| HN Mirror

Y	Hacker News new \| ask \| show \| jobs

by PaulHoule 643 days ago

If you can get the math right you can frequently develop a very good system for representing data in RDF and writing SPARQL queries against it. A week of high-quality thinking can save you six months of time developing an alternate query system; the custom query system might be better but it probably won't be. It's easy to make something that is faster for specialized queries but unlikely you can build something that will let you write complex and versatile queries better than SPARQL.

The key though is coining good identifiers, developing a good set of properties, and understanding how datatype properties work and using them well. It's very easy to develop a bad standard like Dublin Core that, unfortunately, perpetuates the bad stereotypes people have of the RDF world.

The SPARQL spec is dense reading

https://www.w3.org/TR/sparql12-query/

but it's a tiny spec. The SQL spec on the other hand is broken up into numerous $200 documents and if you did look at them you'd find it's much much messier. If you felt SPARQL needed something extra it's a good base to work from to develop some kind of SPARQL++ and the same is true with the RDF model. (e.g. add something to every triple to record provenance, for instance)
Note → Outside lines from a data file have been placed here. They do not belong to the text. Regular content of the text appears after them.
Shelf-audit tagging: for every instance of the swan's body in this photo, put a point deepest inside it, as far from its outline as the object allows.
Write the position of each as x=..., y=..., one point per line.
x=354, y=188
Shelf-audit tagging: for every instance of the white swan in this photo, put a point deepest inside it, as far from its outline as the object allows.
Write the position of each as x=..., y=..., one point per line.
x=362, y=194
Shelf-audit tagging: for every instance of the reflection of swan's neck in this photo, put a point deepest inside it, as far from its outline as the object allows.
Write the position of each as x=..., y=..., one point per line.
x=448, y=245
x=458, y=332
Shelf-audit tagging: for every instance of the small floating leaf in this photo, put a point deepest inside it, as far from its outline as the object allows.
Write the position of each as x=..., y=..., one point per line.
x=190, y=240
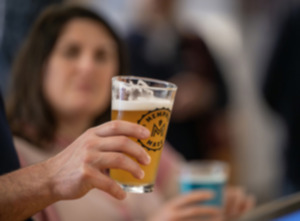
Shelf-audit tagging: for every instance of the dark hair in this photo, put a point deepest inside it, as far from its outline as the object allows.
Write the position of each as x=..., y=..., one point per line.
x=29, y=114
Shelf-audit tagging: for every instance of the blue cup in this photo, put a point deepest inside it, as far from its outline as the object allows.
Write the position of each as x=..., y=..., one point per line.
x=205, y=175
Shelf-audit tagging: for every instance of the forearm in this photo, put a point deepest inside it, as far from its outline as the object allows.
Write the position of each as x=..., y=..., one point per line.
x=24, y=192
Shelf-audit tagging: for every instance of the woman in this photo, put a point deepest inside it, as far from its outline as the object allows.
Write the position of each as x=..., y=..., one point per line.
x=61, y=87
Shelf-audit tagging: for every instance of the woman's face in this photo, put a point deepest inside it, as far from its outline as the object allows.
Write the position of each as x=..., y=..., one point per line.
x=79, y=70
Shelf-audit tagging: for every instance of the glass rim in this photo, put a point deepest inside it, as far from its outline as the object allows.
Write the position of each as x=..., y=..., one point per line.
x=169, y=86
x=217, y=163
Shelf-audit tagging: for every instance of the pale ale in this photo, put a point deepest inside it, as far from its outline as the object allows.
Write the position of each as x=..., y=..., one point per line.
x=156, y=119
x=147, y=102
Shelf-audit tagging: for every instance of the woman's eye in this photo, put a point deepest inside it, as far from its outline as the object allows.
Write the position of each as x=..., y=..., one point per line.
x=100, y=55
x=72, y=52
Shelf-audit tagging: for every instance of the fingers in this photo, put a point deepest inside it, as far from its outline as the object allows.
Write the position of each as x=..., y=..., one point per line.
x=118, y=127
x=199, y=211
x=237, y=202
x=125, y=145
x=191, y=198
x=119, y=161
My two complaints with SPARQL are: (1) there are two official ways to represent ordered collections and a third unofficial one; if you are good at SPARQL you can write queries that can do the obvious things you want to do with ordered collections (like you'd see in JSON query languages like N1QL or AQL) but there ought to be built in functions that just do it, (2) you can write path queries like

   ?s (ex:motherOf|ex:fatherOf)+ ?o .

which will match ?o being an ancestor of ?s. Sometimes you need to capture the matching path and SPARQL as it is doesn't provide a way to do that.

2 comments

ktk 637 days ago

I'm just here to say that I fully agree with your comment. Hardcore RDF person myself but I wouldn't trade it for anything else. Once you master it it feels like cheating and/or magic sauce :)

spothedog1 643 days ago

Can you explain why you think Dublin Core is a bad standard?

PaulHoule 643 days ago

(1) You can line it up side by side with the 1970 MARC standard

https://www.loc.gov/marc/

and, in terms of capabilities, MARC comes out way ahead. MARC is a standard for a university library, Dublin Core seems to be a standard that almost works for an elementary school library.

(2) Specifically, people who write a paper or a book will get prickly about the order that authors are listed in, but Dublin Core doesn't provide a good answer, particularly if you want to use authority records. I mean

   :Paper
       dcterms:creator "Alpher, Ralph" ;
       dcterms:creator "Bethe, Hans" ;
       dcterms:creator "Gamow, George " .

doesn't cut it because when you get the results back they could come back in any order. RDF has two different ways to represent ordered collections and they could have let you (required you to) write

    :Paper
       dcterms:creator ("Alpher, Ralph" "Bethe, Hans" "Gamow, George") .

which looks just like a Lisp list and internally is structured like one, but they didn't. In the XMP specification Larry Masinter specified that you do this

https://github.com/adobe/XMP-Toolkit-SDK/blob/main/docs/XMPS...

and boy there was a lot of good ideas in the XMP spec but Adobe wound up NERFing the implementation because Adobe was accused of throwing it's weight around too much. Sure you could write

   :Paper dcterms:creator "Ralph Alpher, Hans Bethe, George Gamow" .

but that won't work if you want to use URIs that point to authority records like the DC spec advises you to do. People hear RDF and think "Nothing to see here, move on" because of standards like Dublin Core that simultaneously seem inadequate and over complicated at the same time.